US Stamps

Pop artist icon Roy Lichtenstein celebrated on five U.S. stamps April 24

Apr 4, 2023, 8 AM
Roy Lichtenstein, one of the pop art movement’s most influential contributors, will be celebrated April 24 when the United States Postal Service issues five commemorative forever stamps showcasing five of his vibrantly colored works.

By Charles Snee

Roy Lichtenstein (1923-97), an iconic member of the pop art movement, will be honored with five United States stamps to be issued April 24.

A first-day ceremony for the nondenominated (63¢) Roy Lichtenstein commemorative forever stamps is set for 11 a.m. local time in the Susan and John Hess Family Theater at the Whitney Museum of American Art, 99 Gansevoort St., in New York City.

The museum is perhaps the most appropriate venue for the first-day ceremony because it houses 444 works by Lichtenstein in its collection.

Tom Marshall, general counsel and executive vice president of the U.S. Postal Service, will serve as the dedicating official.

The USPS encourages anyone desiring to attend the ceremony to register online. Each attendee may invite up to three additional guests, the Postal Service said.

Shown here is the Postal Service’s preliminary image of the five stamps, arranged as a se-tenant (side-by-side) strip of five.

From left to right, the stamps picture the following works by Lichtenstein: Standing Explosion (Red), porcelain enamel on steel, 1965; Modern Painting I, acrylic, oil, graphite pencil on canvas, 1966; Still Life with Crystal Bowl, acrylic, oil, graphite pencil on canvas, 1972; Still Life with Goldfish, acrylic, oil, graphite pencil on canvas, 1972; and Portrait of a Woman, acrylic, oil, graphite pencil on canvas, 1979.

“With their trademark heavy black outlining, intense colors, dot patterns simulating four-color mechanical printing and machine-made quality, Lichtenstein’s paintings are instantly recognizable,” the Postal Service said in a March 21 press release.

Postal Service art director Derry Noyes designed the stamps. She told Linn’s Stamp News that she learned a great deal about Lichtenstein in a short period of time.

“I can’t say that I knew a lot about Roy Lichtenstein before working on this stamp assignment,” Noyes said. “I was mostly familiar with his comic strip parodies and the Ben-Day dots throughout.”

“I hadn’t taken the time to see the breadth and evolution of his work over a lifetime. And my learning curve was huge,” she recalled.

“His exploration and experimentation in sculpture as well as painting was huge, let alone the volume of his work. He clearly loved going to the studio to work/play every day. His sense of humor and wit are ever present. He was having fun.”

Noyes also shared some thoughts regarding how she selected artwork from Lichtenstein’s vast output.

“I narrowed it down to art that worked in a vertical format,” she said. “As always with multiple stamps on a pane it’s a juggling act of creating variety and unity all at once.”

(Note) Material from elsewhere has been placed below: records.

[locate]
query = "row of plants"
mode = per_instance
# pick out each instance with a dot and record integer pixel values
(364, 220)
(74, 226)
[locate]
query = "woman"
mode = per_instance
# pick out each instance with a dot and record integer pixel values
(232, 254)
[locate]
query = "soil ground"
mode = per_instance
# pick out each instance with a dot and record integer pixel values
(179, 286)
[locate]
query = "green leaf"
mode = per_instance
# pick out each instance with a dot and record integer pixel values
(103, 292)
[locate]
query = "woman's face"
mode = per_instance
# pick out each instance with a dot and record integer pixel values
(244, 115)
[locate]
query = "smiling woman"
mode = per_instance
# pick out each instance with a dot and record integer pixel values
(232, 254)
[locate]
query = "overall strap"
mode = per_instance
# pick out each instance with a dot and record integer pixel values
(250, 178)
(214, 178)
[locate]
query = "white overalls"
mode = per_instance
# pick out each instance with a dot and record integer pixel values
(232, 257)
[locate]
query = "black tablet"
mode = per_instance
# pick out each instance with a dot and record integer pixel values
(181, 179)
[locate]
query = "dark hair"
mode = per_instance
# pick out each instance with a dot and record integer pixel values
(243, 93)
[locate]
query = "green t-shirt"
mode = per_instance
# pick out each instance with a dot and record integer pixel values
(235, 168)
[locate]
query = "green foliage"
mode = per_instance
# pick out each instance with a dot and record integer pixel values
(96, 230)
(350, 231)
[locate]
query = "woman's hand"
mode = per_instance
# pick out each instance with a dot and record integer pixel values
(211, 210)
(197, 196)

“Included are still lifes, a portrait, a piece of sculpture and an abstract painting in the mix,” she said.

“And once I found the portrait of Lichtenstein alongside his sculpture that would fit in the selvage, that set the tone for the pane. It has the key elements in it; the primary colors, the Ben-Day dots, the strong graphic strokes and the energy. And it’s a particularly appealing portrait of the man who made this art.”

Noyes kept the typography “as low key as possible so that the art pops.”

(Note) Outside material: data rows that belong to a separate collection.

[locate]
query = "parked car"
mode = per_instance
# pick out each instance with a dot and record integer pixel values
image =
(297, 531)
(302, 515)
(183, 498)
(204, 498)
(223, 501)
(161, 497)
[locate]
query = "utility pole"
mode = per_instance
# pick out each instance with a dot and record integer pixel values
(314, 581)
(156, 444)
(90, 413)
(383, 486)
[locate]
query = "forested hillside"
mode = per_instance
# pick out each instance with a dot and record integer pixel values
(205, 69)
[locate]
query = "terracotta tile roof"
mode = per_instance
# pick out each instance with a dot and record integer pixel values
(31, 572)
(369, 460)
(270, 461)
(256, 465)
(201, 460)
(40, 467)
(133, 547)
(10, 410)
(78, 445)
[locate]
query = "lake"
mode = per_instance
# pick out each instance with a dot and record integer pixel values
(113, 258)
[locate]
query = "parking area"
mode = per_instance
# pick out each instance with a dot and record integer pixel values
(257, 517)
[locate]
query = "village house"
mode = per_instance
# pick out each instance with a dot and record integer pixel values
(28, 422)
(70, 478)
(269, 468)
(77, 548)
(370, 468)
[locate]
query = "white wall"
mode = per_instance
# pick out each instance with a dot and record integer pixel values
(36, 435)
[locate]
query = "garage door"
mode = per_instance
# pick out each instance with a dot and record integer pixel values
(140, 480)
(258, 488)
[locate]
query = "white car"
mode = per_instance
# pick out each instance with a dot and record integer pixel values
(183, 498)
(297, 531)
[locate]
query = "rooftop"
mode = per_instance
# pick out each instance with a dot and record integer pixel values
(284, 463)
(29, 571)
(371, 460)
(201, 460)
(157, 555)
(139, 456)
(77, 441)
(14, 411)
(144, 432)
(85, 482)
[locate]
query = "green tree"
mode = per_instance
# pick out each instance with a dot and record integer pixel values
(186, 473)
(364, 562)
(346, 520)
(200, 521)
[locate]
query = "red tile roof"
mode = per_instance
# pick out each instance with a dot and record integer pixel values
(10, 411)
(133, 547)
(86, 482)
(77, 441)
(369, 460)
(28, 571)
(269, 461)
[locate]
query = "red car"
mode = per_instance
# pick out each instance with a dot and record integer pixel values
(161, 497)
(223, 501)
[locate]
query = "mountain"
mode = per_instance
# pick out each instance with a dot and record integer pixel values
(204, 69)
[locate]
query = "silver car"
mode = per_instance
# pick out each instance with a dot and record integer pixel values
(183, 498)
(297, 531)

“I wasn’t able to incorporate large swaths of his earlier art, (the comic strips,) but I think, overall, one gets the energy, the zest, and the breadth his work through these works of art,” she said.

“It’s a glimpse into an artist that one hopes will encourage more in depth exploration. He was quite a force.”

Banknote Corporation of America printed 18 million Roy Lichtenstein stamps that were processed into 900,000 panes of 20 for sale at post offices and other postal outlets nationwide.

The wide left selvage margin on the pane “features a photograph by Bob Adelman of Lichtenstein, his face framed by a model of his 1983 sculpture, Brushstrokes in Flight,” the USPS said. The artist’s name and birth and death years are printed up the left side of the vertical selvage.